Monday, July 12, 2010

A lot of dynamic language users have strong interest in math (particularly those who use functional programming languages). Some months back I came across a fun blog post about using Clojure to approximate Euler’s Number, according to this observation:

“Here is an example of e turning up unexpectedly. Select a random number between 0 and 1. Now select another and add it to the first. Keep doing this, piling on random numbers. How many random numbers, on average, do you need to make the total greater than 1? Answer: 2.71828…”

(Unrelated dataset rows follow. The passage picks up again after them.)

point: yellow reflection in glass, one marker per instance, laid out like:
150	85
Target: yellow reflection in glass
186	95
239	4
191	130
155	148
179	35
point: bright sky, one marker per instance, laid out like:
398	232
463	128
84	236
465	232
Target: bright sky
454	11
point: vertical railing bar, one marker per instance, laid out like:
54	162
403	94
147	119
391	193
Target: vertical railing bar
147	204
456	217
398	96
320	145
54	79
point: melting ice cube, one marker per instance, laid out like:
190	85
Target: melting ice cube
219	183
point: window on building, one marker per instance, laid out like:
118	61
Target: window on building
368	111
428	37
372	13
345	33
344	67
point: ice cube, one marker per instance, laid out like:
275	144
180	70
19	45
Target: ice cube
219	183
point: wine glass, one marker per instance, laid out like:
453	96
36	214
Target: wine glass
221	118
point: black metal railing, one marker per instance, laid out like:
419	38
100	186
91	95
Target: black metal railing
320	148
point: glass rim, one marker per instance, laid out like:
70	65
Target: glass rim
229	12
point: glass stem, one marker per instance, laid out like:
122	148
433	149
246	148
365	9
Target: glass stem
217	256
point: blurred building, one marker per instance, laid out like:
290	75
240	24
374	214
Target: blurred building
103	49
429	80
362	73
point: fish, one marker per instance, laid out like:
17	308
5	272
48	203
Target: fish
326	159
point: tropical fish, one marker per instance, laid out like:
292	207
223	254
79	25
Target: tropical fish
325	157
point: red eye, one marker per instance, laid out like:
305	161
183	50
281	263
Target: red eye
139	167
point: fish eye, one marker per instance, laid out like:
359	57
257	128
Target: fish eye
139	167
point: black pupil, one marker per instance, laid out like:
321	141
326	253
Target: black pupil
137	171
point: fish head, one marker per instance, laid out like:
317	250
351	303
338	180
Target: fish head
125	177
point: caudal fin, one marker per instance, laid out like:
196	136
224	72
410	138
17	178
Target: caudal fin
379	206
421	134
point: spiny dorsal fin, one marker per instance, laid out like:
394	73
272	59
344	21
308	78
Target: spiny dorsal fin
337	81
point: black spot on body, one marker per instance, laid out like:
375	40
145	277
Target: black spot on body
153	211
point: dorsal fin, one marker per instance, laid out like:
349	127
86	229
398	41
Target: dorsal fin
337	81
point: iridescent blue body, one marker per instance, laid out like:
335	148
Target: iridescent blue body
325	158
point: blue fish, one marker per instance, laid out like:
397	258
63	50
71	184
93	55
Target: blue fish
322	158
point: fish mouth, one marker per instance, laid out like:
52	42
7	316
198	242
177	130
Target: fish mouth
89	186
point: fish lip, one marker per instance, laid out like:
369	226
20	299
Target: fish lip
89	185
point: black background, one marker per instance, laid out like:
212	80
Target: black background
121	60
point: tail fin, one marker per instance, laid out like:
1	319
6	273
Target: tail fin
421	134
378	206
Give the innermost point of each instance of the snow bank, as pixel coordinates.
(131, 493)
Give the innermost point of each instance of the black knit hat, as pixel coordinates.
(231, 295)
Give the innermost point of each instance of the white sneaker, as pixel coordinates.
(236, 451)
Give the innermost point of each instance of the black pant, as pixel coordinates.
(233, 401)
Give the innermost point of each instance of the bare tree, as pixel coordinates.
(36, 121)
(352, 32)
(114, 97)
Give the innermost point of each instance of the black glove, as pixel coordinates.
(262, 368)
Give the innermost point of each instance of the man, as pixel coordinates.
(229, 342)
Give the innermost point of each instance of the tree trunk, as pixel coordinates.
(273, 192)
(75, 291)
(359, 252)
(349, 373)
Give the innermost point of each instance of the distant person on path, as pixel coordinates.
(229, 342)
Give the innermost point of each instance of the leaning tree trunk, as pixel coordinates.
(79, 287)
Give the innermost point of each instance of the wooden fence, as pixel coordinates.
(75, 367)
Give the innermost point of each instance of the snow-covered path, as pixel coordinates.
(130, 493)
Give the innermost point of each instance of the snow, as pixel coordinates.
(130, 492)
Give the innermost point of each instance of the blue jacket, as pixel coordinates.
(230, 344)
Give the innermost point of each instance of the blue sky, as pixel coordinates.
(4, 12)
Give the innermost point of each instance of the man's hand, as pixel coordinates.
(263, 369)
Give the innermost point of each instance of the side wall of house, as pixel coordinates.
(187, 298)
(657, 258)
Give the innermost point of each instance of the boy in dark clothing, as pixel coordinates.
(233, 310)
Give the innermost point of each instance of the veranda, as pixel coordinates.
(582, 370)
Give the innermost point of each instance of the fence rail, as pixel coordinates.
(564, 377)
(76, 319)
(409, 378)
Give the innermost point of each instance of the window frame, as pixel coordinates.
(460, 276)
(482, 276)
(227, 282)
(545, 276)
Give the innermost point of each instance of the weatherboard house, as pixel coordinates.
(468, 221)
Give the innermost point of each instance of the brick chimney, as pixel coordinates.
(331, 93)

I wanted to contrast his solution with one using Factor. We’ll use these vocabularies:

``````USING: kernel math random sequences ;
``````

We can use the random vocabulary to create a random float between `0` and `1`, counting how many numbers we need to add before the value is greater than `1`:

``````: numbers-added ( -- n )
0 0 [ dup 1 < ] [
[ 1 + ] dip 0.0 1.0 uniform-random-float +
] while drop ;
``````

Taking the average of a sequence of numbers is pretty easy:

``````: average ( seq -- n )
[ sum ] [ length ] bi / ;
``````

Similar to the original blog post, we’ll want to estimate the value of `e` by running `numbers-added` a certain number of times and then taking the average of the resulting sequence:

``````: approximate-e ( n -- approx )
[ numbers-added ] replicate average ;
``````

Running this from one thousand to one million times gives us an increasingly accurate approximation of `e`:

``````IN: scratchpad { 1000 10000 100000 1000000 }
[ approximate-e >float ] map .
{ 2.694 2.7186 2.72149 2.716958 }

IN: scratchpad USING: math.constants ; e .
2.718281828459045
``````

This could be improved by virtualizing the sequences and then performing an incremental average as we generate each of `n` approximations. That would likely result in both memory and speed improvements (although I haven’t tried it yet).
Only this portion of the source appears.